MMNTM logo
Technical Deep Dive

The Architecture of Clawdbot: Building Personal AI Infrastructure

A technical deep-dive into the engineering decisions behind an open-source personal AI assistant that runs locally and speaks 29+ messaging protocols.

Casey
12 min read
#AI Agents#Architecture#Open Source#TypeScript#Local-First
The Architecture of Clawdbot: Building Personal AI Infrastructure

The Problem With Cloud AI Assistants

Every major AI assistant follows the same playbook: your messages go to a cloud server, get processed, and responses come back. You're a tenant in someone else's infrastructure, subject to their rate limits, their privacy policies, their uptime.
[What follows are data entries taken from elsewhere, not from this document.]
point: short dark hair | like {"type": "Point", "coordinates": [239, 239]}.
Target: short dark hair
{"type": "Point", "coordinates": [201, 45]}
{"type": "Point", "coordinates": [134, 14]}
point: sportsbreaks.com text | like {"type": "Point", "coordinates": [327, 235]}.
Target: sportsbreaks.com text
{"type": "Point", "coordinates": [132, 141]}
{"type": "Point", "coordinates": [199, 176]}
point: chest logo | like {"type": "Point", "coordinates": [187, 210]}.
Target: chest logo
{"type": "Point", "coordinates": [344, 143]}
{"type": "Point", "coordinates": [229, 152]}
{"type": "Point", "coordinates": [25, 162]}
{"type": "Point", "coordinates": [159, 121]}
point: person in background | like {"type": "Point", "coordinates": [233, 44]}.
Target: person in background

Clawdbot inverts this model entirely. It's a local-first gateway that runs on your machine, connects to your messaging accounts, and routes conversations to AI agents under your control. The architecture treats messaging platforms as interchangeable protocols and AI models as swappable backends—what remains constant is your infrastructure, your data, your rules.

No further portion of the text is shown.